Answer:
[tex]\dfrac{1}{x^2-8x+16}[/tex]
Step-by-step explanation:
The expression, written in full, looks like this:
[tex]\dfrac{x+3}{x^2-x-12}\cdot\dfrac{x-4}{x^2-8x+16}[/tex]
To simplify this expression, it would help us out a lot if we could factor the expressions in the denominators.
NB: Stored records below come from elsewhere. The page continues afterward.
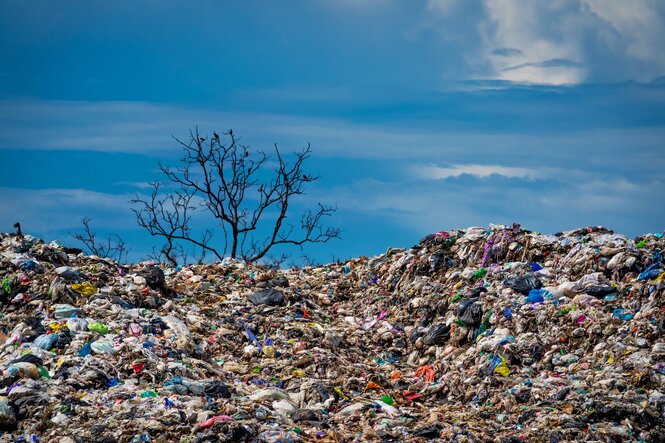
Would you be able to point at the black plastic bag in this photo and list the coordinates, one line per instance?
(270, 297)
(523, 284)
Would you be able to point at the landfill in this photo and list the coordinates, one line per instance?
(484, 334)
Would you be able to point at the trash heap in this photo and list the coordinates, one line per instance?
(474, 335)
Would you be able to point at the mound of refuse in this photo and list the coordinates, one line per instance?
(482, 334)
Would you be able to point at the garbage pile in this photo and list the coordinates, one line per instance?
(475, 335)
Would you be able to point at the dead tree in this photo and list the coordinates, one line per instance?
(112, 247)
(250, 203)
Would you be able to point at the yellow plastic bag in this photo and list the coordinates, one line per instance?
(84, 288)
(502, 368)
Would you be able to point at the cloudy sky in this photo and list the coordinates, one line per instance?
(422, 115)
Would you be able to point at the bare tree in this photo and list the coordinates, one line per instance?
(112, 247)
(233, 184)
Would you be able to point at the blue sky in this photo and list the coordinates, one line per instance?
(422, 115)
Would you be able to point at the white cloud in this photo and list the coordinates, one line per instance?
(434, 172)
(557, 42)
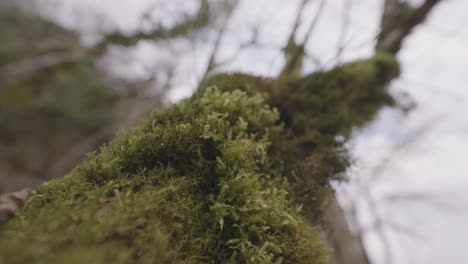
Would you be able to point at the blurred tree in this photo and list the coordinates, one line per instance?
(204, 142)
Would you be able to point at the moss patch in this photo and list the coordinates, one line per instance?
(196, 183)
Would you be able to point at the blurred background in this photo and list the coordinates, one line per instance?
(75, 73)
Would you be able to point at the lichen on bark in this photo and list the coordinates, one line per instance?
(219, 178)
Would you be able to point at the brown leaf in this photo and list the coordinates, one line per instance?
(11, 203)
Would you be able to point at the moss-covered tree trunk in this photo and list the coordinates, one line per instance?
(239, 173)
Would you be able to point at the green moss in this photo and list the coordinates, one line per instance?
(315, 110)
(196, 183)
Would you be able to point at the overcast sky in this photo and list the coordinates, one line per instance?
(424, 151)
Let's handle [tex]x^2-x-12[/tex] first:
[tex]x^2-x-12=\\=x^2-4x+3x-12\\=x(x-4)+3(x-4)\\=(x-4)(x+3)[/tex]
Next, we can factor [tex]x^2-8x+16[/tex]:
[tex]x^2-8x+16=\\=x^2-4x-4x+16\\=x(x-4)-4(x-4)\\=(x-4)(x-4)\\=(x-4)^2[/tex]
Substituting these back into our original expression, we get
[tex]\dfrac{x+3}{(x-4)(x+3)}\cdot\dfrac{x-4}{(x-4)^2}[/tex]
On the left, we can cancel an (x+3) in the numerator and denominator, and on the right, we can cancel an (x-4), simplifying the expression to
[tex]\dfrac{1}{x-4}\cdot\dfrac{1}{x-4}[/tex]
Multiplying the two together gives us the fraction
[tex]\dfrac{1\cdot1}{(x-4)\cdot(x-4)}=\dfrac{1}{(x-4)^2}[/tex]
Since [tex](x-4)^2=x^2-8x+16[/tex], we can rewrite this fraction in simplified form as
[tex]\dfrac{1}{x^2-8x+16}[/tex]